SQL help, parsing a field
AsSiMiLaTeD
Posts: 11,725
I need some help parsing a field in SQL, hoping some here has done this before. I have a field separated by periods, and I need each section parsed into a separate field. The trick is that the number of characters in each section can differ, so I can't use the substring function. here's an example
Raw fields:
****.1234.123456
****.123456789.12345
****.12345.1234
would need to look like this when parsed.
field1 field2 field3
**** 1234 123456
**** 123456789 12345
**** 12345 1234
Anyone have anything that can do that Logic?
Raw fields:
****.1234.123456
****.123456789.12345
****.12345.1234
would need to look like this when parsed.
field1 field2 field3
**** 1234 123456
**** 123456789 12345
**** 12345 1234
Anyone have anything that can do that Logic?
Post edited by AsSiMiLaTeD on
Comments
-
What platform is your DB server on? Sometimes it's much easier to do things outside of SQL.
That being said, let me think for a few...
Also, what's the database flavor?
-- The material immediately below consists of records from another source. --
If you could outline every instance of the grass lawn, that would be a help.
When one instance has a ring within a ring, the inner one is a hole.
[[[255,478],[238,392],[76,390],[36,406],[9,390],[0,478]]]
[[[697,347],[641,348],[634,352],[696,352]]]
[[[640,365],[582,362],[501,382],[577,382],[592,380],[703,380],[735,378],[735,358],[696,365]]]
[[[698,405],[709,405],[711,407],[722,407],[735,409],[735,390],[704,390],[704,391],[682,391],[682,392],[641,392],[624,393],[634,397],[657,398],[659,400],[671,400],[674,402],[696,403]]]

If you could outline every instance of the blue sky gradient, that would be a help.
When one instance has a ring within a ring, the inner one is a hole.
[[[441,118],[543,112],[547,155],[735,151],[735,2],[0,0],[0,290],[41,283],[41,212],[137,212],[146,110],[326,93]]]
Is the string always a triplet? -
SQL Server 2005. The field is always a triplet, but there are a couple other possibilities I should mention:
null
****..
****.0.0 -
I agree w/ Vschneider- for example SAS has a function for something like that, so I could just use this:
scan(var,1,".") would grab the first field delimited by a period.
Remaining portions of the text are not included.